On the issue of the poverty reduction goals, the prime minister said that although it was a "remarkable moment" when countries signed up to them in 2000, the pace of change is now too slow and the world was "a million miles away from success." He called for governments, big business, scientists, engineers and the medical profession to join forces in a globalised "force for justice" with faith groups and non-governmental organisations. "The greatest of challenges now demands the boldest of initiatives," he told an audience of ambassadors and senior diplomats. "I want to summon into existence the greatest coalition of conscience in pursuit of the greatest of causes," he said. "In 1960 here in America, President John F. Kennedy called for a peace corps -- an international commitment to harness the idealism many felt in the face of threats to human progress and world peace," he added. "Today we should evoke the same spirit to forge a coalition for justice.

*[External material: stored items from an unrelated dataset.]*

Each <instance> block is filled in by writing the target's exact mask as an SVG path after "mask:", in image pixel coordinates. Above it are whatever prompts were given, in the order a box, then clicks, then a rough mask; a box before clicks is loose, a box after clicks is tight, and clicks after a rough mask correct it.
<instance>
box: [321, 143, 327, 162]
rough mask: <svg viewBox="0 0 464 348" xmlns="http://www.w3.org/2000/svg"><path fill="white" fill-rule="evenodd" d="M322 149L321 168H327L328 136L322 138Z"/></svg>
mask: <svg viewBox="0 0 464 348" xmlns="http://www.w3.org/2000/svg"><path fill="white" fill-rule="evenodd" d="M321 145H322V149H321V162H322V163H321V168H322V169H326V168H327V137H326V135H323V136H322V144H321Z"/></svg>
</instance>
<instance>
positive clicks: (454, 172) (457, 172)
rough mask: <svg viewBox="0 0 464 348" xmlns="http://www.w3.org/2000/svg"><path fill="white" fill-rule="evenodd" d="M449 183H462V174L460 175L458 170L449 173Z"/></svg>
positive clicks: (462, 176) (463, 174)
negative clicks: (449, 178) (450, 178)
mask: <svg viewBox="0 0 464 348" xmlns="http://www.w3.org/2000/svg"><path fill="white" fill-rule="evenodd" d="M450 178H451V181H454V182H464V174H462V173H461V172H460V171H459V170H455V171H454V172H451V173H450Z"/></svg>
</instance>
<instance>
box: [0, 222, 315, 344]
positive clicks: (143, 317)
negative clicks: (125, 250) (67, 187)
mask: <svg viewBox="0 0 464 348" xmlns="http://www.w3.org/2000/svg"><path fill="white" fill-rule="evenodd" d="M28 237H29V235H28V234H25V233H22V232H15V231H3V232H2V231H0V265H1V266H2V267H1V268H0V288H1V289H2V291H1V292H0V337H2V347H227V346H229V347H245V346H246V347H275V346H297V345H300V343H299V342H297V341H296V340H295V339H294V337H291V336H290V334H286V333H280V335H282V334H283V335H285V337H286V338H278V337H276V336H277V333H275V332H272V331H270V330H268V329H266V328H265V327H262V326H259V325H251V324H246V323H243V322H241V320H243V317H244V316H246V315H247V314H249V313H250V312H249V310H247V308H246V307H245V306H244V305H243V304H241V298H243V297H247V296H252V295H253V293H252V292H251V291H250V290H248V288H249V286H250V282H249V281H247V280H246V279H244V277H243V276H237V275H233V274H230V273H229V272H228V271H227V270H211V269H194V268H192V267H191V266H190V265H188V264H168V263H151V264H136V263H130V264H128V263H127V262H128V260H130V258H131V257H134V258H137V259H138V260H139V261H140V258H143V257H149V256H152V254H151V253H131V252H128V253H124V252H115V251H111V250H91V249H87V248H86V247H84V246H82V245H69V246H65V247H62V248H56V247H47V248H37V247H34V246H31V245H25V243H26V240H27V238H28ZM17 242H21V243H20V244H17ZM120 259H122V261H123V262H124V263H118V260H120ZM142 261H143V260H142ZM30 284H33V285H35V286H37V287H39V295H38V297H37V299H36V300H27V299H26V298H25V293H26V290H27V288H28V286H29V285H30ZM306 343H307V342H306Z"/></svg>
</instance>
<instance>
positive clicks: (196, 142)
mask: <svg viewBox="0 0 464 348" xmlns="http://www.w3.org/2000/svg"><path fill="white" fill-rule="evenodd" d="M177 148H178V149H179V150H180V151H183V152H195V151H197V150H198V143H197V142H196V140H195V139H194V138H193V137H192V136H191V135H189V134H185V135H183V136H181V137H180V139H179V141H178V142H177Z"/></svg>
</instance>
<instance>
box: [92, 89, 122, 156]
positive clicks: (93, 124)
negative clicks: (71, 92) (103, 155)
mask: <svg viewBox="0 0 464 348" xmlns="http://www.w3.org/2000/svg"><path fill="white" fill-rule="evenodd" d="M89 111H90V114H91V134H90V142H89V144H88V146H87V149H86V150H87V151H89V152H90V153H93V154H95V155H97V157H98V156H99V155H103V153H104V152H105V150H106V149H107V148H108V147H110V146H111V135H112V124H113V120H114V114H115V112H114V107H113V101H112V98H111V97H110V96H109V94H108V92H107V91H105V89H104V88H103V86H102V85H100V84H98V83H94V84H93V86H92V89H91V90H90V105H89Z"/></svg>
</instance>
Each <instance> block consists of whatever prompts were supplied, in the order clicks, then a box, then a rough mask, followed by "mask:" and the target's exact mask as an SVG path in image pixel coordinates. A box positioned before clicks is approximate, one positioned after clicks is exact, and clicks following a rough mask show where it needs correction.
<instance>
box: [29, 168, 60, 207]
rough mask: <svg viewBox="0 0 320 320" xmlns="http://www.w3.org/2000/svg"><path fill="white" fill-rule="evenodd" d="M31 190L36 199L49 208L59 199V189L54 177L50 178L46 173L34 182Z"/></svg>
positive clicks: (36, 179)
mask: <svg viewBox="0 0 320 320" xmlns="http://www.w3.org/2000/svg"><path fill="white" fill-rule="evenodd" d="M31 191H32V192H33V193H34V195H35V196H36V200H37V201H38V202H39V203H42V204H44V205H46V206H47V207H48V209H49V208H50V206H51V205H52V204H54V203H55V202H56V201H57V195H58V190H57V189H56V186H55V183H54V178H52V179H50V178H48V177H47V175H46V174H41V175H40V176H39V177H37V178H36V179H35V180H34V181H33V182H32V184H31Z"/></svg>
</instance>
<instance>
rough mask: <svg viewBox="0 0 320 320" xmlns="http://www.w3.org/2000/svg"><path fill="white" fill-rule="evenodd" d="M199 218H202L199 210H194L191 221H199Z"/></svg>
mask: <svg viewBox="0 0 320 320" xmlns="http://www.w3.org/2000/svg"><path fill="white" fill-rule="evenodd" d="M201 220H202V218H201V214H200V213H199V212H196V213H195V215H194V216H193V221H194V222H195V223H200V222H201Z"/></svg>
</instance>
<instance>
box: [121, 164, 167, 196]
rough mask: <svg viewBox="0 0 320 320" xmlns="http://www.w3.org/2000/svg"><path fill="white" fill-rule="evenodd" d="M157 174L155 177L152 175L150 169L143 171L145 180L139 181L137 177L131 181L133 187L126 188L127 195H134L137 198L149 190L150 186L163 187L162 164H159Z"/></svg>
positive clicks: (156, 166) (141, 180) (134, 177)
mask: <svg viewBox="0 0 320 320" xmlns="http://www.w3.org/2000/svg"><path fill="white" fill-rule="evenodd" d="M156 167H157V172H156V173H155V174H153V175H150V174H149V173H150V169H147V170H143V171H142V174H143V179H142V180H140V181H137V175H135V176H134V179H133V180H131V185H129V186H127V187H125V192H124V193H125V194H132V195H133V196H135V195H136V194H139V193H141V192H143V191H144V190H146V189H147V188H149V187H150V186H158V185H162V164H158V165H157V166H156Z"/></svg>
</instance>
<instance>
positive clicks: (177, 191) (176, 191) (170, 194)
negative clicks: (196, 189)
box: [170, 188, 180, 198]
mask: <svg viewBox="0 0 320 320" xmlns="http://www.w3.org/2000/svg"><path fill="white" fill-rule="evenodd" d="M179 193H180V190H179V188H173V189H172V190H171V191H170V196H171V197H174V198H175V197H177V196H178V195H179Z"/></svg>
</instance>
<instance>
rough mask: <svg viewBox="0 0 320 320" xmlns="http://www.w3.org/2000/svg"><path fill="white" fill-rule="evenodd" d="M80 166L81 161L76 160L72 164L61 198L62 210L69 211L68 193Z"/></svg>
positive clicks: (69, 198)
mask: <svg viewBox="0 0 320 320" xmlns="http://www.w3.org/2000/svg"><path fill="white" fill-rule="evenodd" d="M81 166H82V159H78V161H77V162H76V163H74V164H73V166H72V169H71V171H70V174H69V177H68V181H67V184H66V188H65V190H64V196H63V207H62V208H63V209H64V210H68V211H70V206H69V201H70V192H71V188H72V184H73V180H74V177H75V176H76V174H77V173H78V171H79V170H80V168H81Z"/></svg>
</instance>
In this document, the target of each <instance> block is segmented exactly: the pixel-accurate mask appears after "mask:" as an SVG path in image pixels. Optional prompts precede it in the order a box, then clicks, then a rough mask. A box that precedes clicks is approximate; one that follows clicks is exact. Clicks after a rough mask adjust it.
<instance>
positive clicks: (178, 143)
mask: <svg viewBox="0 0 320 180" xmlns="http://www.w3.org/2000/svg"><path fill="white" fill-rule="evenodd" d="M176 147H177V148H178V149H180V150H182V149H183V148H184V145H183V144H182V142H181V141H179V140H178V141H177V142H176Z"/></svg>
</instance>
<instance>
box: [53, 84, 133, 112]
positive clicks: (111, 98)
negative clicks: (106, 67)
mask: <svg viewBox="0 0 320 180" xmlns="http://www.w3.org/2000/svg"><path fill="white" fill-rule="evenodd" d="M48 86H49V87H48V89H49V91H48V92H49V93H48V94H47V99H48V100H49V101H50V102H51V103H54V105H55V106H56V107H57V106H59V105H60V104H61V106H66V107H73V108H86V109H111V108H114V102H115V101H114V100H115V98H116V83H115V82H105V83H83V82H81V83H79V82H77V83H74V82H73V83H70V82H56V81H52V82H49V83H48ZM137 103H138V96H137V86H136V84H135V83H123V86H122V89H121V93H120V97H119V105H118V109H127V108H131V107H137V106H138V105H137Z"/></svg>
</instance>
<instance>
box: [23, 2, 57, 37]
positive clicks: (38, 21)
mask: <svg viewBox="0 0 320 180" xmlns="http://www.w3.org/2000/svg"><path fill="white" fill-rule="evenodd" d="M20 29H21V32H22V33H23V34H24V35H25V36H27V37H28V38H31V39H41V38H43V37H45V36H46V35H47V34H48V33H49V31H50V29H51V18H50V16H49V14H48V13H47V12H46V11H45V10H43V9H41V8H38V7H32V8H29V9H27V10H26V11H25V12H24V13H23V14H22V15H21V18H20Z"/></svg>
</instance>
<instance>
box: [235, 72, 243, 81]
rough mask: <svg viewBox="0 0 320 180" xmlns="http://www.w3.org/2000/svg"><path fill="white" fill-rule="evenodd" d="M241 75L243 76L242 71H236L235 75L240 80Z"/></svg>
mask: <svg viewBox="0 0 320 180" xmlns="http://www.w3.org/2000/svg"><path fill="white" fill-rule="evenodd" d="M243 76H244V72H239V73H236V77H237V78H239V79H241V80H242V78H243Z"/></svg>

And when conscience is joined to conscience, moral force to moral force ... think how much our power to do good can achieve."

Downing Street office said 12 world leaders, including France, Japan, Germany, Spain, India and Brazil, had signed a joint pledge for "urgent action" to help meet what Brown described as a "development emergency" in the world. In addition, some 20 companies and individuals involved in big business had made a similar pledge to mobilise joint efforts to cutting poverty and hunger, boosting education and combating HIV/AIDS, malaria and other diseases. Brown's speech comes after he reaffirmed support for Washington on tackling global extremism on Monday after two days of private talks with US President George W. Bush at his Camp David retreat in Maryland. His US trip can be seen as an attempt to set out his foreign policy in concrete terms, combining belief in the "hard" power of military might where necessary with "soft" power aid and economic development -- or as he called it Tuesday "people power."

Brown, who as finance minister in 2006 announced at least 15 billion dollars in British funding for education in Africa over the next decade, has already talked with rock star activist Bono in the last month. With fellow rocker Bob Geldof, the U2 frontman helped push global poverty up the agenda at the G8 summit of leading industrial nations that Brown's predecessor Tony Blair chaired at Gleneagles, Scotland, in 2005. Former US president Bill Clinton also dropped by at Brown's upmarket Manhattan hotel Monday night for talks. His charitable foundation is working in similar areas of the MDGs. Brown said there should be a meeting next year to report on current progress on the MDGs and discuss the way ahead.